On 17 April 2013, the crew of a Piper PA31-350 aircraft, registered VH‑EDV (EDV), were conducting a flight from Flinders Island, Tasmania to Moorabbin Airport, Victoria under instrument flight rules (IFR). During the descent to Moorabbin, the aircraft entered visual meteorological conditions and the crew advised that they intended to track visually via the visual flight rules (VFR) reporting point at Carrum to Moorabbin.
At about the same time, a Cessna R172K, registered VH‑JQQ (JQQ), was in transit via the VFR Coastal Route for the Tyabb, Victoria area. To remain in gliding distance of the coast, the pilot of the single-engine aircraft JQQ, elected to cross the coastline at Ricketts Point. With a clearance obtained from Moorabbin Tower, JQQ transited the western edge of the Moorabbin control zone flying about 1.5 NM off the coast, from Ricketts Point to Carrum at 1,500 ft.
EDV called Moorabbin Tower at Carrum, at about 1,500 ft on a descent profile to arrive at the entry of Moorabbin control zone at the required altitude of 1,000 ft.
Less than a minute later, at about 1022, just over 5 NM south-west of Moorabbin, the pilot of JQQ saw EDV on a reciprocal track and the ICUS pilot in EDV saw the lights of JQQ. EDV commenced a descending turn to the right, as JQQ commenced a climb to the right, resulting in JQQ passing over EDV with about 200 ft vertical separation.

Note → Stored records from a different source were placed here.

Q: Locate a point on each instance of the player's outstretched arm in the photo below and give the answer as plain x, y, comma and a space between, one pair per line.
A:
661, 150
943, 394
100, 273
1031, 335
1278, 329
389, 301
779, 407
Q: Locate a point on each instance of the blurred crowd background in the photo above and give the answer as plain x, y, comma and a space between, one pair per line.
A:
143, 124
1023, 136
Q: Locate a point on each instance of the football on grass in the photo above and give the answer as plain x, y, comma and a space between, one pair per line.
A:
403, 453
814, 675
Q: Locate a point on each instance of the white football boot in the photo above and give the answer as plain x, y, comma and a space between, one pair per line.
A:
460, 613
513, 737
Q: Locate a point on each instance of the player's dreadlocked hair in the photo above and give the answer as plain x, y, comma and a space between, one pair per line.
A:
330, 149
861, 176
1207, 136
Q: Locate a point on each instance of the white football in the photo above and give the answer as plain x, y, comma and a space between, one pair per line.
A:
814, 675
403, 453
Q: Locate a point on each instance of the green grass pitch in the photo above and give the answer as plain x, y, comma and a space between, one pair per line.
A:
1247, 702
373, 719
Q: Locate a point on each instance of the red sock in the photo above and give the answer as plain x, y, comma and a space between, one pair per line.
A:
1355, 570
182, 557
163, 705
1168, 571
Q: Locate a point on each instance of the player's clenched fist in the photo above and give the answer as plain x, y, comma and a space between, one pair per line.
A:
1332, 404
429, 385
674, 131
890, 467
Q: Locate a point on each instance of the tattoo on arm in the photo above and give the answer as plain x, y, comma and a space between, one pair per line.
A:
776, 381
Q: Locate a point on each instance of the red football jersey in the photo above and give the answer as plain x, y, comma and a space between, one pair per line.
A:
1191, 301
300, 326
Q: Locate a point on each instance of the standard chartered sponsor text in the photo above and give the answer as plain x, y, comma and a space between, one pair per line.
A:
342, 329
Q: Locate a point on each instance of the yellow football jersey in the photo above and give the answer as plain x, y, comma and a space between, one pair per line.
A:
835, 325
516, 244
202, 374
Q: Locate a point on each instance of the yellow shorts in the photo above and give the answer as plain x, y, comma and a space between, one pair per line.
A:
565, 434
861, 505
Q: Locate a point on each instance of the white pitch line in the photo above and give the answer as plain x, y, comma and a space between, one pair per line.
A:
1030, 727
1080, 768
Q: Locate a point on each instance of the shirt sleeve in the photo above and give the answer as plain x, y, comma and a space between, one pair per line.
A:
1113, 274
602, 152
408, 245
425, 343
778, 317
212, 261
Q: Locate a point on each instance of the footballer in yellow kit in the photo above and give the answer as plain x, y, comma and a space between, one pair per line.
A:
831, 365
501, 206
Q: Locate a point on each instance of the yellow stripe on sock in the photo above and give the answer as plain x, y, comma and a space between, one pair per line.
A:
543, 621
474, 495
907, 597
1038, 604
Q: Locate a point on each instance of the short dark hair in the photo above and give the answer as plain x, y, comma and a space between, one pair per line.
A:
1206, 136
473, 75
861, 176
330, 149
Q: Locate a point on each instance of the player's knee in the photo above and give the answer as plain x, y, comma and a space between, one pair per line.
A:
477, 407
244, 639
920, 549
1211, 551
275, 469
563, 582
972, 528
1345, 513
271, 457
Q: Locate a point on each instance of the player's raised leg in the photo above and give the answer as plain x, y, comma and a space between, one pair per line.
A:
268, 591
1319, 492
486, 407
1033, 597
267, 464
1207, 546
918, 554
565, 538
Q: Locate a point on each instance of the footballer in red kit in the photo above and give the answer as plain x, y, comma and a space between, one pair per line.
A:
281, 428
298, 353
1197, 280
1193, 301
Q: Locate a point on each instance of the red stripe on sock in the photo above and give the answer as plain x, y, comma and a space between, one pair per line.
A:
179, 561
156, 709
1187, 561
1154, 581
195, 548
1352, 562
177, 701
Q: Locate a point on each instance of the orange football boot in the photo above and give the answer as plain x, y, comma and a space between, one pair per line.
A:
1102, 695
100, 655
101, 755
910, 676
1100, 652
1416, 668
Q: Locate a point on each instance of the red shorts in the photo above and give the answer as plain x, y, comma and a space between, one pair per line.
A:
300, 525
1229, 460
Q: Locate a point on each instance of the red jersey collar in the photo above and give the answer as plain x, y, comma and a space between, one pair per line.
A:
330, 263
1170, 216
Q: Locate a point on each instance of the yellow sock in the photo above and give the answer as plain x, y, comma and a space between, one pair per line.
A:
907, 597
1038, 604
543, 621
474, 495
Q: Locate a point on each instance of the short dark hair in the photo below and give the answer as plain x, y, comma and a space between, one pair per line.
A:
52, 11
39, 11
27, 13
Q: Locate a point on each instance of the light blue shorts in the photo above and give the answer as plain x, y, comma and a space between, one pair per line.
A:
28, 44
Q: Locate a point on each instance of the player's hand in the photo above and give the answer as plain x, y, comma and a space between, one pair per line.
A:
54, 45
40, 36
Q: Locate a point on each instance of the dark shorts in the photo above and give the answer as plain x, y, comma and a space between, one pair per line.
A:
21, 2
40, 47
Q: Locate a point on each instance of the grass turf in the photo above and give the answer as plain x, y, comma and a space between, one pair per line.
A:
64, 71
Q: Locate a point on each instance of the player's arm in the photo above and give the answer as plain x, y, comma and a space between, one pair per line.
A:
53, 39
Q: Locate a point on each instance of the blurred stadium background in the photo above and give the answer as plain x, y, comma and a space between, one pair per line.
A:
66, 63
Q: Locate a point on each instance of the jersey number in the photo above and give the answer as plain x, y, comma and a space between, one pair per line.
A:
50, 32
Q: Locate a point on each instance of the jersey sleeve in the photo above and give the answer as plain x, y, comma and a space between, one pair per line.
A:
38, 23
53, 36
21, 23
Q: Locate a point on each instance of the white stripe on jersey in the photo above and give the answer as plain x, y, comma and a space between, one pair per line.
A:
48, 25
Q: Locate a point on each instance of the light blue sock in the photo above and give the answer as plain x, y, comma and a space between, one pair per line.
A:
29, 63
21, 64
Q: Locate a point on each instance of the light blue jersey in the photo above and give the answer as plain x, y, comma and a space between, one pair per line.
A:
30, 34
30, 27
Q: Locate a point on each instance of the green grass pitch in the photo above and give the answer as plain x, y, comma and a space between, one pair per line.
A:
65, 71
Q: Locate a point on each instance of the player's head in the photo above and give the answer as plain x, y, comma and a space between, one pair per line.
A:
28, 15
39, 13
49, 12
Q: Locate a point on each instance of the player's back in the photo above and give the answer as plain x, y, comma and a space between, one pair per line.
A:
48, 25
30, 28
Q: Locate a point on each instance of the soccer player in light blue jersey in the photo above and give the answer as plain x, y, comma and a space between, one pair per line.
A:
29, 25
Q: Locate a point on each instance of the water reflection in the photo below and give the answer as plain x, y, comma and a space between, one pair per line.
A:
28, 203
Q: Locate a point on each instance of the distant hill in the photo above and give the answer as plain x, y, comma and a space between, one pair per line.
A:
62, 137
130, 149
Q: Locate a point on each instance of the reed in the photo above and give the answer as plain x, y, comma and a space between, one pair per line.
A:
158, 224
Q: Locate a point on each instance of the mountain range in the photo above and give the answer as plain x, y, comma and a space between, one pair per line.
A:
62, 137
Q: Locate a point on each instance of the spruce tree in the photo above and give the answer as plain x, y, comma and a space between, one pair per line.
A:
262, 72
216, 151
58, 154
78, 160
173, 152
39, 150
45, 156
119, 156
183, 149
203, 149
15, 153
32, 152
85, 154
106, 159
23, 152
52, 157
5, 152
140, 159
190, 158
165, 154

As a result of this occurrence, the operator of JQQ has advised the Australian Transport Safety Bureau (ATSB) that they are looking at the safest route to track from Westgate Bridge to Tyabb and have initiated consultation with Moorabbin Tower to determine the correct altitude for this leg.
This incident highlights the importance of good flight planning and preparation, in particular complying with tracking instructions for VFR routes. It also highlights the importance of being aware of other aircraft potentially operating in the area, particularly around VFR approach points.